物書きとして「ああ、そこ押されたらしんどいよね」というスイッチを一通り押してくれているので。特に「お前が、それを書くのか。」のダメ押しに至っては、押された当人の気持ちを思えばしんどいの一言だが、読み手からするともはや親切丁寧である。
ああ、このテーマでそこまで押さえてくれるのか──と。
ちなみに同作者の『Line』もまた才ある者に向けた嫉妬を題材とした小説だが、あちらは作者の"我"が出ている一方、こちらはどちらかと云えば"書き手"が出ているなと思った。
──何を云っているのか流石に伝わりそうにないので補足しておくと、"我"=中の人で"書き手"=HNである。これで伝わらなければ、それはそれで良し。
「のろい」と「まじない」(あと「ねがい」) 『Line』
https://kakuyomu.jp/works/1177354054896176243/episodes/1177354054922235556
軒並み押されていっそ清々しい、何より嫉妬を題材にした小説としてとても分かりやすい。それゆえ、「嫉妬小説の入門書」「お手本のような嫉妬小説」という評価に落ち着いたのだが──。
どうにも、褒めている気がしない。
否、褒めることは義務でも何でもないのだが。ただ、いいと思ったからこそ紹介させてもらったのは確かなわけで。では、どこが良かったのだろうと。嫉妬を描いた作品として非常に明快だったことはさておき、どこがうつくしかったのだろうと。自分なりに考え耽って、辿り着いたのは。
自分は、この人の小説が好きなのだろうなぁと。
読書というのは、実のところ科学的に実証されたストレス解消法のひとつだったりする。こと小説において、読者は文字情報だけでは足りない部分をイメージで補うが、このイメージで補うという行為自体がメンタルに良い影響を与えるらしい。

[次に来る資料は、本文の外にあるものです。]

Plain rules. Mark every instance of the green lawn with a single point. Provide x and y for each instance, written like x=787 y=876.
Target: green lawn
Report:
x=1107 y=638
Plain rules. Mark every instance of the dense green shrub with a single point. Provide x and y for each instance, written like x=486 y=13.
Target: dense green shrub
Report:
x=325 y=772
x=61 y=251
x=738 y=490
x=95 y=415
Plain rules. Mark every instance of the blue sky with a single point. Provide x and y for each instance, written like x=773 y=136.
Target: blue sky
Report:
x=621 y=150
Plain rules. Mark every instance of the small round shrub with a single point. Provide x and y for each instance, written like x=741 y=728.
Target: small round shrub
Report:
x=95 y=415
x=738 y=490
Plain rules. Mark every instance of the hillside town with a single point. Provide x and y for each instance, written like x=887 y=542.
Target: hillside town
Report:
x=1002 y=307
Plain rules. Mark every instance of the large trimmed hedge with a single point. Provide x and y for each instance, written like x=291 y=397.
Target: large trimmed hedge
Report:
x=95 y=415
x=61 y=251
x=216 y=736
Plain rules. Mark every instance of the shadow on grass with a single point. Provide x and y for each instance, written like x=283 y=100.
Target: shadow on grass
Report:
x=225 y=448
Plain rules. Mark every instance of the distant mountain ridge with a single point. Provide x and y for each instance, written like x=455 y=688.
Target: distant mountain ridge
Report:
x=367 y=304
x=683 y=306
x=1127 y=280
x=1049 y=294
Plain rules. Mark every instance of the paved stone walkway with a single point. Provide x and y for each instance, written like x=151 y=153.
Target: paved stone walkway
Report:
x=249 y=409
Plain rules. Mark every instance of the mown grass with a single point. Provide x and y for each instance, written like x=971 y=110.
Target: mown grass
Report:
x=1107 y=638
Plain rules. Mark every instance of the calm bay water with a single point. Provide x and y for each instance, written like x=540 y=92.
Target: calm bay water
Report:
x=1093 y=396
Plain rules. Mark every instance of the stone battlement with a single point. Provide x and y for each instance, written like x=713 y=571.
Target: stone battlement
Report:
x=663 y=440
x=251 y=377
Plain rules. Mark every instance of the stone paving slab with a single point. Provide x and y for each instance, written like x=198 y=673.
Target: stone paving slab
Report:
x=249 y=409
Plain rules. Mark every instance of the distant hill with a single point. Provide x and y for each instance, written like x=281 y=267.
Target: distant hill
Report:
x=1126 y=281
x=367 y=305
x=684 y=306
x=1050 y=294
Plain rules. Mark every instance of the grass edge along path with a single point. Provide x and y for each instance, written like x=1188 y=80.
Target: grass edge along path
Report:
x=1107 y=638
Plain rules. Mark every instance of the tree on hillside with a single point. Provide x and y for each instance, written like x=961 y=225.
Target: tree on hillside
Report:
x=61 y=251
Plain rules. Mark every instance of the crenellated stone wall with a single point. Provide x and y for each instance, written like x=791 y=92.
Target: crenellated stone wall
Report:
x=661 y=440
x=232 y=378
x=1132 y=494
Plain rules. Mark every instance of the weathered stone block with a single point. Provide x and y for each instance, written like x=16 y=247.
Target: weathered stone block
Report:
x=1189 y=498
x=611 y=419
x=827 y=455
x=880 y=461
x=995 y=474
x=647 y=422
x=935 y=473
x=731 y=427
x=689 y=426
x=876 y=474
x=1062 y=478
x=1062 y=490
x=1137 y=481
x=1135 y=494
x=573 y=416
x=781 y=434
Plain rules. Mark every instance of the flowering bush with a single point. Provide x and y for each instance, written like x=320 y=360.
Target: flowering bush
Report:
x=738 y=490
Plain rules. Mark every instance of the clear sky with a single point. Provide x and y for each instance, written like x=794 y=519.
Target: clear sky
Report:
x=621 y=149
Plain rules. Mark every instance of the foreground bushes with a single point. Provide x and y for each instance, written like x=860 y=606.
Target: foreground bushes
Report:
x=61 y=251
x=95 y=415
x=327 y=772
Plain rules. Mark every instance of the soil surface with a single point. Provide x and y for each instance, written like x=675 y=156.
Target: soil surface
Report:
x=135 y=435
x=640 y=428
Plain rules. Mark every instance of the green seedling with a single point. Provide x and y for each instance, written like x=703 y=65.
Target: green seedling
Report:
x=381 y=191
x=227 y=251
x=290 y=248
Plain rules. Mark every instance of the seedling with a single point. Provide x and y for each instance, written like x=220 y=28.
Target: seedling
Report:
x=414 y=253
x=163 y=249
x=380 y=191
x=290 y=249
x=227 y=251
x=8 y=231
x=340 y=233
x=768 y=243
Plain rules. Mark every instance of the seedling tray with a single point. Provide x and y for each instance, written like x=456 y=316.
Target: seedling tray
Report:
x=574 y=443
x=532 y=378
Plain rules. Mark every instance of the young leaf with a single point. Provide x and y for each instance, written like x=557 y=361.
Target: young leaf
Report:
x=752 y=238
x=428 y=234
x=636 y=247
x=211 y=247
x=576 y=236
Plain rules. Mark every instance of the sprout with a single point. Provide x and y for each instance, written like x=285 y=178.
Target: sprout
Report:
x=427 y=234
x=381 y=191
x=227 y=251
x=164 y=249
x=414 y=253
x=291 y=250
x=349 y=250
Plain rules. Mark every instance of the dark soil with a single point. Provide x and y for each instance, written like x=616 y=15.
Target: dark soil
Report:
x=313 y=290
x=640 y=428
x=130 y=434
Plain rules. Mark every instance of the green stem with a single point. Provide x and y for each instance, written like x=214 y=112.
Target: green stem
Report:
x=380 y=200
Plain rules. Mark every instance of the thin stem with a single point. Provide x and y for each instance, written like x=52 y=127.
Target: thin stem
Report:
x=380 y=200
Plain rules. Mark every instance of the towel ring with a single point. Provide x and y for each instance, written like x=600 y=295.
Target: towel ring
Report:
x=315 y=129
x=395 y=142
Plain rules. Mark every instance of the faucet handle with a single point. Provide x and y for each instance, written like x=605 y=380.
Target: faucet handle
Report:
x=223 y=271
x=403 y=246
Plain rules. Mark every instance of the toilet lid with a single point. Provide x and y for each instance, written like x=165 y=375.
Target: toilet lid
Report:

とはいえ、各々趣味嗜好は異なる以上、読めば何でもかんでも癒しに繋がるわけではないので──。
ただ、私の場合はこの人の書いたそれが癒しになるのだろうなぁと。この点に関して、たとえば漢字とひらがなの割合がいいとか、文章のリズムがいいとか、落とし込まれている人生の一コマがいいとか、考え得る要因は色々あるのだろうが。描かれているのが血染山河であれ、激しい嫉みであれ、心地の良さに繋がってしまうのだろうなぁと。
思うに、作中の「うつくしい」とはこれかもしれない。だから。
「俺は、君の小説が好きだよ」
──この場合は、俺ではなく私になるのだけれどね。